Improving the foundation

A better foundation to build requires three things: trust, collaboration and innovation. If you don’t have trust, you don’t have anything. To build trust you need to be understood and act in accordance to what you’ve agreed to in letter and spirit. You can’t say “general contractor” without saying “contract.” The words that bind you matter, so use them wisely. Good legal writing is simply good writing. Don’t try to address all contingencies up front, you are more likely to muddy the water. Vague and broad responsibilities that place all the risk on parties that are not able to control or mitigate the risk is the antithesis to trust. Ambiguities will naturally arise. Don’t hide in your turtle shell when they do. Communicate constructively and avoid the blame game.

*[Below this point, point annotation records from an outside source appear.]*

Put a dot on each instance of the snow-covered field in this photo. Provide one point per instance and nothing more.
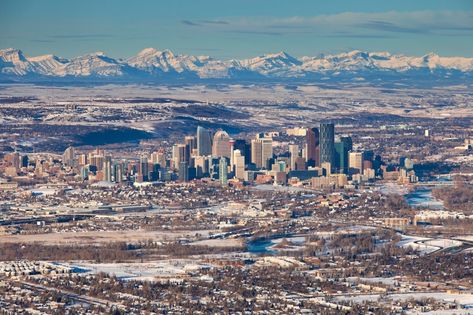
(148, 271)
(463, 299)
(427, 245)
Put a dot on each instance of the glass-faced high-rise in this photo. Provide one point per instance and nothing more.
(204, 143)
(327, 143)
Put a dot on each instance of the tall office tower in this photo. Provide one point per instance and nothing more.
(24, 161)
(97, 161)
(356, 161)
(342, 149)
(312, 147)
(300, 164)
(245, 149)
(294, 154)
(239, 164)
(191, 143)
(266, 151)
(178, 155)
(204, 142)
(143, 168)
(107, 169)
(261, 151)
(183, 171)
(232, 150)
(221, 144)
(13, 159)
(223, 171)
(68, 156)
(159, 157)
(82, 159)
(201, 164)
(84, 172)
(256, 153)
(327, 142)
(214, 167)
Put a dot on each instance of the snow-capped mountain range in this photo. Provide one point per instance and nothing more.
(152, 64)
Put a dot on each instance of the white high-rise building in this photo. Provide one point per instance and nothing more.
(355, 161)
(294, 152)
(239, 164)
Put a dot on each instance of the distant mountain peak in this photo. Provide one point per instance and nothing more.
(152, 63)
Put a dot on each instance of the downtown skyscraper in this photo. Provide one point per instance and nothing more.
(327, 143)
(204, 142)
(312, 147)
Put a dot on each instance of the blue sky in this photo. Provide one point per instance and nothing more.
(237, 29)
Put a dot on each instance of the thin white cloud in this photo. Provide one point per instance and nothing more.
(358, 23)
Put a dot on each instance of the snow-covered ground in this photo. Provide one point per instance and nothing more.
(148, 271)
(463, 299)
(427, 245)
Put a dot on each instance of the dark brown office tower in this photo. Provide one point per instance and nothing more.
(312, 140)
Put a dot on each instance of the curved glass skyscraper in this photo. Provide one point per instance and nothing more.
(327, 143)
(204, 142)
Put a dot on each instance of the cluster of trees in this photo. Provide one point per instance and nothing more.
(109, 252)
(458, 197)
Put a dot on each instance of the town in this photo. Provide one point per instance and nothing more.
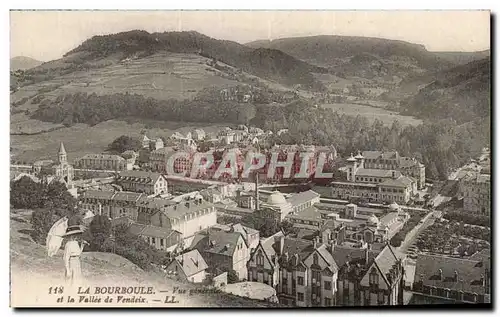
(354, 239)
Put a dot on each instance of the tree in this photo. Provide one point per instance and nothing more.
(100, 231)
(232, 277)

The common thread of failed projects is a lack of communication. Parties in a construction project often meet as strangers and leave as enemies. That’s not a recipe for repeat business. Traditionally, contract structures funnel all information and most decisions to the architect. A better approach is to encourage parties to communicate directly and positively. Empowering people in-field who are most familiar with the information can be transformational. Creating a communication structure in which parties must talk to one another about timely issues before claims become intractable leads to less litigation. Early involvement by builders incorporates a practical constructability analysis that enhances overall project value. A race to the bottom to slash an impractical budget that becomes bloated with what might be labeling value-engineering (but is anything but) should be avoided.

The key is innovation 

Innovation is what is really driving a great opportunity to change. There has never been a time when there was a greater incentive to build more efficiently. Execution is so much better, safer and more valuable to the end-user when you maximize the impact of technology. To deploy these technology tools, it is necessary to build better teams early. Treat a project as an opportunity to learn and gain efficiency each step of the way, rather than to simply avoid the blame game. Then, and only then, can you yield the most out of the today’s wave of incredibly powerful and time-saving construction technology devices. Today, the technology has arrived, is proven and is very powerful. 

To build a better way, you must try something new. Structure your next project to truly collaborate by building trust, encourage the flow of timely information and embracing the maximum power of technology. Don’t just pull out the same contract from the drawer and sign it without thought. Use the contract as opportunity to memorialize a business relationship that gets better results.